Eine Terrorwelle erschüttert Pakistan. In der Taliban-Hochburg Süd-Wasiristan finden heftige Kämpfe statt.

„Rah-i-Nijaat“, Pfad der Erlösung, hat das Militär die Offensive getauft, die Medien sprechen von Pakistans „großer Schlacht“. Seit einer Woche greifen 28 000 Soldaten die Taliban in ihrer Hochburg Süd-Wasiristan an der afghanischen Grenze an. Doch die Militanten wehren sich erbittert. Am Freitag erschütterte erneut eine blutige Terrorserie den Atomstaat. Ganz Pakistan sei nun Kampfgebiet, drohte Qari Hussain, einer der Taliban-Führer. In nur drei Wochen starben bald 200 Menschen durch Terrorakte.

Nahe der Luftwaffenbasis Kamra, 65 Kilometer von Islamabad, sprengte sich ein Selbstmordattentäter an einer Straßensperre in die Luft. Sieben Menschen wurden getötet. Kamra wurde in Zusammenhang mit Atomwaffen erwähnt. Die Armee bestreitet dies. Im Nordwesten fuhr eine Hochzeitsgesellschaft auf eine Landmine, die vermutlich für die Armee bestimmt war. 18 Menschen, darunter vier Kinder, starben. In Peshawar explodierte eine Autobombe vor einem Restaurant, 15 Menschen wurden verletzt.

Amerikanische und indische Militärexperten äußern Sorge, ob Pakistan die Schlacht gewinnen kann. Die Offensive zielt auf den Verband Tehrik-e-Taliban Pakistan (TTP) und seinen neuen Führer Hakimullah Mehsud. Die Militanten scheinen stärker als gedacht. Seit Tagen liefern sich Militär und Extremisten heftige Kämpfe um die Stadt Kotkai, die als Tor zu den Taliban-Stützpunkten gilt.

Lange hatte sich Pakistans Führung in dem Glauben gewiegt, sie könne sich mit den Taliban arrangieren. Doch immer dreister greifen nun Hakimullahs Kämpfer, die angeblich mit Al Qaida vernetzt und vereint sind, Staat und Sicherheitskräfte an. 5000 bis 15 000 Taliban- und Al Qaida-Kämpfer sollen sich in Süd-Wasiristan tummeln, darunter auch 2000 usbekische und arabische Kämpfer.

Die Menschen sind in Angst. Die Verunsicherung sei riesengroß, sagt Gregor Enste von der Heinrich-Böll-Stiftung in Lahore. Vor allem der Anschlag auf die Islamische Universität in Islamabad am Dienstag, bei dem sechs Menschen starben, sendete Schockwellen aus. Damit überschritten die Extremisten eine neue Grenze. Die Regierung ließ alle Universitäten und Schulen bis auf Weiteres schließen. Studenten demonstrierten gegen diese Entscheidung, die sie für die falsche Antwort halten.

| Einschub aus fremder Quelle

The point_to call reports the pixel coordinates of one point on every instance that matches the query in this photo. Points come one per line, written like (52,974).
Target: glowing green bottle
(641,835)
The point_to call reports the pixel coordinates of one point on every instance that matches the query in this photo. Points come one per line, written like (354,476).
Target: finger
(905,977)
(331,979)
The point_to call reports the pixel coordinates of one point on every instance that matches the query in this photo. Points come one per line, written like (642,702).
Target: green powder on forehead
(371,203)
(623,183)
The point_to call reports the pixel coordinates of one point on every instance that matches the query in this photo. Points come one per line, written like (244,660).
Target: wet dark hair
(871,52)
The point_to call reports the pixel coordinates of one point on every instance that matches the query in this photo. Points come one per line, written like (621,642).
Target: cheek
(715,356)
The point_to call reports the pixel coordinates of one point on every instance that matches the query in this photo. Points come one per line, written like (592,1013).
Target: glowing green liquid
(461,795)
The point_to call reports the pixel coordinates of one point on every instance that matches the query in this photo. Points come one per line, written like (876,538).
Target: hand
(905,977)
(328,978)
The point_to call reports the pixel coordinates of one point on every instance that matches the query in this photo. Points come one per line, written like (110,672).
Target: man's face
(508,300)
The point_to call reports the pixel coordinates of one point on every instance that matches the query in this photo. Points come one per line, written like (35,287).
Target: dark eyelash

Die zivile Regierung gibt keine allzu gute Figur ab. Die meisten Politiker ducken sich weg und lassen die Menschen allein mit der Angst. „Wo sind unsere Führer?“, fragte die Zeitung Dawn irritiert. Rund 120 000 Menschen sollen vor den Kämpfen geflohen sein. Es gibt Kritik, dass die Notcamps nicht für die absehbaren Menschenmassen gewappnet sind. Im Kampfgebiet sollen Zivilisten im Kreuzfeuer sterben. Mindestens 300 Häuser sollen zerbombt worden sein.

Auch in Pakistans Nachbarländern nährt die Offensive Angst vor Terrorakten. Die Extremisten könnten versuchen, mit Anschlägen Grenzkonflikte zu entfachen, damit die Armee die Offensive in Süd-Wasiristan abbrechen muss. In Indien geht die Angst vor einem „zweiten Mumbai“ um. Der Iran vermutete, dass Kräfte aus Pakistan in den Anschlag auf die Revolutionsgarden mit 41 Toten am vergangenen Sonntag verwickelt sind.

Der Ausgang der „großen Schlacht“ um Süd-Wasiristan ist ungewiss. Zwar erwägt das Militär, die Zahl der Soldaten in Süd-Wasiristan von 28 000 auf 60 000 aufzustocken. Doch Sri Lanka brauchte drei Jahre und 100 000 Soldaten, um die 10 000 Tamilen-Rebellen der LTTE zu besiegen. Indien soll zeitweise bis zu 600 000 Soldaten im Unruheherd Kaschmir stationiert gehabt haben. Und in Afghanistan erlebt man, dass 100 000 ausländische Truppen offenbar viel zu wenig sind, um der Taliban Herr zu werden. Auch das Gezänk in den USA über die neue Strategie für die Region stärkt den Kampfeswillen in Pakistan kaum.